NHS Students, Teachers Dance For A Cause


By Maya Pottiger

Northeast High School students, teachers and administrators came together on March 7 for the second annual Dancing with the Stars: Teacher Edition. Ten student-teacher pairs competed in front of a panel of student judges to be crowned the winner.

“These types of events are important to both the school and community because it builds a tight relationship between the community and the school,” said Northeast Principal Jason Williams. “I think that this event, in particular, is significant because it was the study and performance of an art form done by a student and a teacher.”

Nearly 250 people gathered to watch the competition, which raised roughly $1,800, half of which will be donated to Ellie’s Bus with the other half supporting the dance company.

“I wanted to pick an organization that could directly affect our community,” said Meredith Sibley, director of the school’s dance company. “I think [Ellie’s Bus] was something our high school students could relate to, so it mattered to them to give back.”

Ellie’s Bus is an organization that spreads positive mental health education and suicide awareness. Larry and Sherry Leikin, who started Ellie’s Bus after their daughter passed away in 2015, attended the event, and Sherry served as a guest judge.

“Ellie passed away more than three years ago, so to know that her memory and her legacy continues to live on is very meaningful for us,” Larry said. “Obviously we’re honored by anybody who wants to get involved with Ellie’s Bus and what we stand for.”

There are three dance companies at NHS — senior, junior and boys — and they all contributed.
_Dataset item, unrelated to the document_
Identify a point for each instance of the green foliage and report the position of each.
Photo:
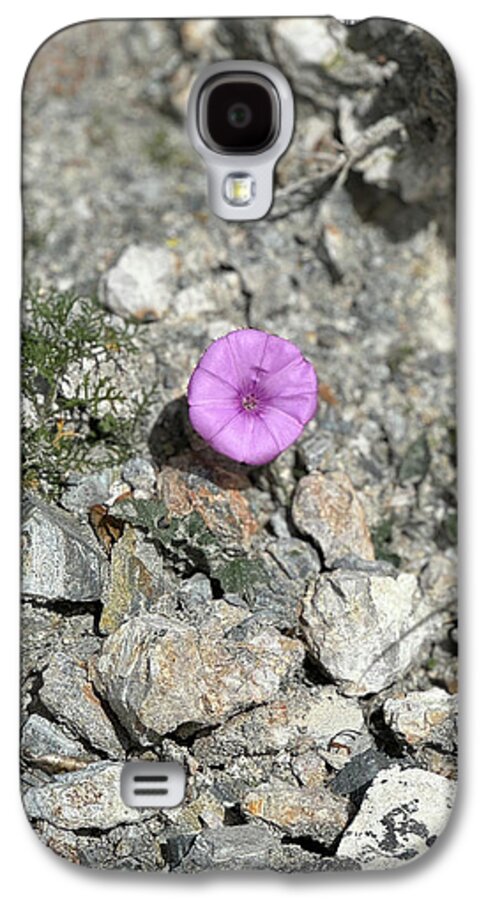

In addition to the 10 students who volunteered to be the experts, the other 23 members of the dance company organized the event.

“I really try to make it a student-led type of concert,” Sibley said. “I think it’s important for them because that’s really the idea of the benefit concert is that we’re doing something that impacts our community that really gives back. I really try to have them do the entire thing so they really learn the value of that.”

Next year, Sibley hopes to amp up the competition between the teachers and continue benefiting new organizations.

“The students know it’s a lot of hard work, but I can tell that at the end of it they’re pleased with their hard work, because of the feedback we receive, that the teachers had fun, the community had fun,” Sibley said.